In virtually every automobile accident case, the insurer, not the named defendant controls the litigation. The insurance company is the real party in interest to the suit to the extent of its policy limits. Thus, objections to the discoverability of the policy, and its limits, come from the insurance company, not from the defendant. Allowing discovery in such circumstances apprises the parties of information necessary to produce results fair both to sides. Denying discovery introduces an undesirable element of hide and seek into the process. Unfortunately, “the strongest argument against discovery is more one of tactics, than of actual prejudice.”
Slomberg v. Pennabaker,
42 F.R.D. 8, 12 (M.D.Pa.1967).
Allowing discovery will also minimize the possibility of bad faith litigation against UM carriers of the sort we dealt with in
Buzzard v. Farmers Insurance Co., Inc.,
824 P.2d 1105 (Okla.1991). If Tuller has UM coverage, he may look to his UM carrier for recovery beyond Jehlicka’s policy limits. Thus, common sense dictates that Tuller should be allowed to discover Jehlicka’s automobile liability policy. Oklahoma law requires UM coverage except under limited circumstances. This issue, therefore, is bound to arise in virtually every personal injury action arising from an automobile accident where the plaintiffs injuries are substantial.
We find no indication of opposition to today’s holding in any legislative enactment. In fact, we note that in its 1994 session the legislature passed an act making liability insurance information discoverable, but the Governor vetoed the legislation.

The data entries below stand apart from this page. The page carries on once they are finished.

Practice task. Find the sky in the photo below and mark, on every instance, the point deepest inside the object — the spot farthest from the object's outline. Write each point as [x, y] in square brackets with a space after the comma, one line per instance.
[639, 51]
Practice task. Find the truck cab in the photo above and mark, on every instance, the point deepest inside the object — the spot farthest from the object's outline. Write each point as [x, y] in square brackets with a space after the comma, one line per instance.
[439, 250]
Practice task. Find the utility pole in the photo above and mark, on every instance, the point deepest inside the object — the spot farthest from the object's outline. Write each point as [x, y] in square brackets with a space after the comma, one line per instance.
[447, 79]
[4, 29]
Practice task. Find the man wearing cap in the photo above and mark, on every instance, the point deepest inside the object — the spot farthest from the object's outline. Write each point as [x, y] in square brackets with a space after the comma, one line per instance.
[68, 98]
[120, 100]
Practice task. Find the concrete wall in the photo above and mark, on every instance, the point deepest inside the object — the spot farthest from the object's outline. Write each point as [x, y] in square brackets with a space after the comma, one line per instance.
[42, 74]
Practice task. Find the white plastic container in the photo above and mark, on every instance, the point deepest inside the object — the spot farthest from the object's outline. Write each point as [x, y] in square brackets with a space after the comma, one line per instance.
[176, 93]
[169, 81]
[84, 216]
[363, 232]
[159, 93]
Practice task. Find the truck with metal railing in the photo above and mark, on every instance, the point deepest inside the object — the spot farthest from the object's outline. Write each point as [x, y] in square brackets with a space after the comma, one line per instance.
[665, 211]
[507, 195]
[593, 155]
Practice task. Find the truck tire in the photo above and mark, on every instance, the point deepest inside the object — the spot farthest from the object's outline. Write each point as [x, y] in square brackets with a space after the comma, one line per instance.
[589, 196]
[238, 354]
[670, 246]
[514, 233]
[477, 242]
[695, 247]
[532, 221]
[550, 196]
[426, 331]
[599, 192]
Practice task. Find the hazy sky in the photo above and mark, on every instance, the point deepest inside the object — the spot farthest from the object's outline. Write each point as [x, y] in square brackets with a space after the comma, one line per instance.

This is our first opportunity to construe the Oklahoma version of the Discovery Code, 12 O.S.1991 §§ 3224, et seq., as it relates to this issue.
Other courts have held that insurance policy information is discoverable despite the absence of a statutory mandate. See
Szarmack v. Welch,
456 Pa. 293 318 A.2d 707 (1974),
People ex rel. Terry v. Fisher,
12 Ill.2d 231, 145 N.E.2d 588 (1957);
Walls v. Horbach,
189 Neb. 479, 203 N.W.2d 490 (1973). In
Watts,
the Nebraska Supreme Court, in an earlier opinion, had interpreted the statute as not allowing discovery. In overruling its earlier opinion the
Walls
court said that “stare decisis is a principle of policy and not a mechanical formula.... It is at best treacherous to find in legislative silence alone the adoption of a controlling rule of law.”
Id.
203 N.W.2d at 492.
Our task is not as difficult as was the Nebraska Supreme Court’s in
Walls
because we interpret our Discovery Code, and assess the impact upon it of the Compulsory Liability Insurance Law and the uninsured, under-insured, motorist act for the first time. We hold that the Oklahoma Discovery Code allows discovery of information concerning automobile liability insurance policies. Our holding today applies to the discovery of liability policies required to be issued under the Compulsory Liability Insurance Law, 47 O.S.1991 §§ 7-600 et seq., including those policies having limits of liability in excess of those required by 47 O.S.1991 §§ 7-600 et seq. We defer to another day any decision as to the discoverability of other liability policies.
We overrule earlier pronouncements with great reluctance. Nevertheless, as noted, much has changed in Oklahoma law since we decided
Carman
and
Hall,
and our jurisprudence must meet those changes. We therefore overrule
Carman
and
Hall
to the extent that they may be construed to hold that automobile liability insurance information is not discoverable.
CONCLUSION
We hold that a party may obtain discovery of the existence and contents of any liability insurance agreement issued in accordance with the Compulsory Liability Insurance Law, 47 O.S.1991 §§ 7-600 et seq., regardless of policy limits, in any action against an insured under such a policy in which any person carrying on an insurance business may be liable to satisfy part or all of a judgment which may be entered in the action or to indemnify or reimburse for payments made to satisfy the judgment. Information concerning the insurance agreement, however, shall not by reason of disclosure be admissible in evidence at trial. We direct the trial court to allow discovery of Jehlicka’s automobile liability insurance agreement in accordance with this opinion.
APPLICATION GRANTED, WRIT GRANTED.
HODGES, C.J., and OPALA, KAUGER and SUMMERS, JJ., concur.
ALMA WILSON, J., concurs in result.
LAVENDER, V.C.J. and SIMMS and HARGRAVE, JJ., dissent.